Quizá ya no fuera la misma persona, pero aquella mujer sabía cómo atraer mi atención. De mala gana acompañé a Judith a un bar escondido en los bajos de un puente que ya no servía para atravesar un río, sino para albergar locales medio clandestinos. Nos sentamos al fondo, pedimos unas cervezas y me quedé en silencio para que Judith me descubriera a esa yo que se había perdido en un accidente.

–          ¿Vas a empezar a hablar ya?

–          Nos conocimos cuando éramos unas crías. Yo salía con Eva, tú con mi mejor amiga, Vero. Supongo que no sabes quién es.

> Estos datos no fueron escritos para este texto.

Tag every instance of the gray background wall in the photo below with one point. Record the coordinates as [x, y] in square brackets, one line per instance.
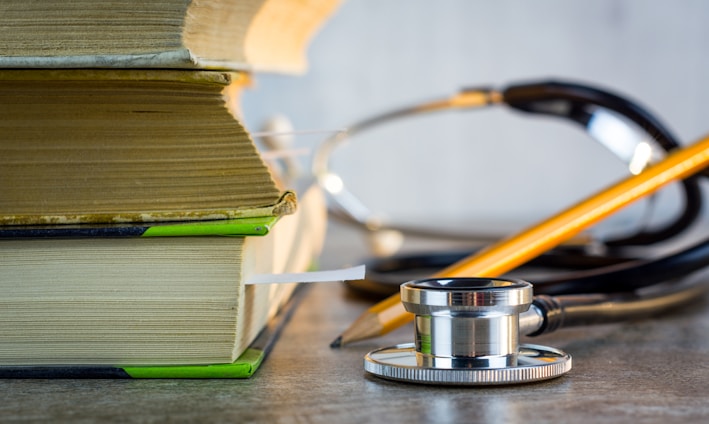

–          He visto unas fotos de ella.

–          Era muy guapa, al igual que Eva. Quedábamos bastante. Vero era mayor que nosotras, pero parecía no importarle seguir nuestras locuras de adolescentes. Lo pasábamos genial. Un día, quedamos tú y yo, queríamos sorprenderlas con una escapada a una casa que tiene mi familia en la sierra. Habíamos pasado meses ahorrando para aquello. Ambas éramos estudiantes y no es que nos sobrara el dinero, sobre todo a ti, que te pusiste a cuidar niños y lo poco que sacaste, más lo que yo pude conseguir de mi madre, compramos marisco, vino, mucho alcohol, picardías, cosas con las que queríamos sorprender a nuestras parejas. Nos subimos a la sierra, y ellas parecían encantadas con nuestra idea. Una mañana, bajamos al pueblo a comprar pan, para prepararles el desayuno. No teníamos el carnet, por lo que cogimos las bicis y tardamos más de lo esperado, quizá demasiado. Al llegar, no les dio tiempo ni de vestirse. Estaban en mi cama, follando. Mi mejor amiga y mi novia preferían follarse la una a la otra que esperar al desayuno.

–          ¿Me estás diciendo que Vero me hizo daño?

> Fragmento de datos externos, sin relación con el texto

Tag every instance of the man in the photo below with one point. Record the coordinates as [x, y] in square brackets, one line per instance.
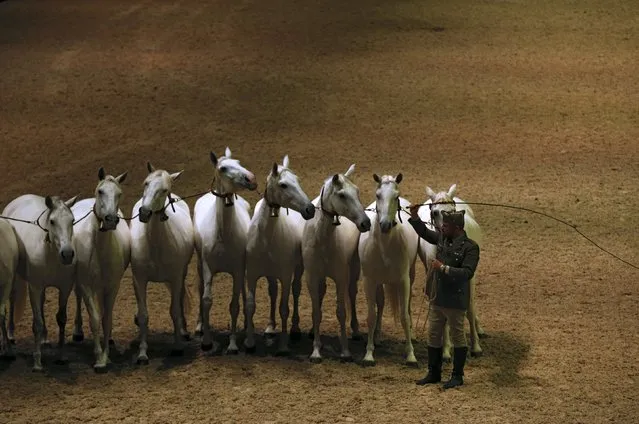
[448, 288]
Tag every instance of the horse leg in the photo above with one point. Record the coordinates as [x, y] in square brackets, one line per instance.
[272, 294]
[406, 322]
[234, 308]
[7, 351]
[249, 341]
[61, 318]
[447, 345]
[380, 300]
[89, 297]
[315, 290]
[142, 318]
[78, 333]
[322, 293]
[35, 297]
[176, 287]
[284, 312]
[108, 301]
[354, 273]
[12, 325]
[295, 332]
[371, 289]
[206, 302]
[200, 286]
[45, 332]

–          Mucho. Tú la querías muchísimo. Era tu primera novia, tu primer amor.

–          ¿Eva no era tu primera relación?

–          No. Yo ya había salido con algunas chicas. Estuve interna en un colegio en Francia. Allí las cosas eran distintas, y follábamos más que estudiábamos. Pero yo también estaba enamorada de Eva, era tan refrescante… Nos jodieron, mucho. Tú no dijiste ni una palabra, recogiste tus cosas, te fuiste andando hasta el pueblo y no volví a verte en años. Yo me quedé gritando y echando a aquellas dos hijas de puta de mi casa.

–          ¿Qué pasó con ellas?

–          Sé que estuvieron un tiempo saliendo, las veía por los bares, pero no duraron demasiado.

–          ¿Por qué empezamos a salir tú y yo?

–          Nos encontramos un día por Chueca, hace un par de años. Casi no te reconocí. Estabas preciosa. Charlamos un rato, y, poco a poco, fuimos quedando cada vez más. Una tarde, simplemente nos besamos. Yo ya me había serenado, pero tú cada día estabas con una tía distinta, aunque te comprometiste a serme fiel.

–          ¿Se supone que nos queríamos?

–          Sí, nos queríamos, pero la relación no funcionó. Al cabo del año, decidimos que era mejor dejarlo, nos habíamos convertido en amigas, y dejamos a las amantes por el camino.

–          No lo entiendo. ¿Y qué hacíamos después juntas? ¿Por qué saldría yo con alguien a quien no soporto?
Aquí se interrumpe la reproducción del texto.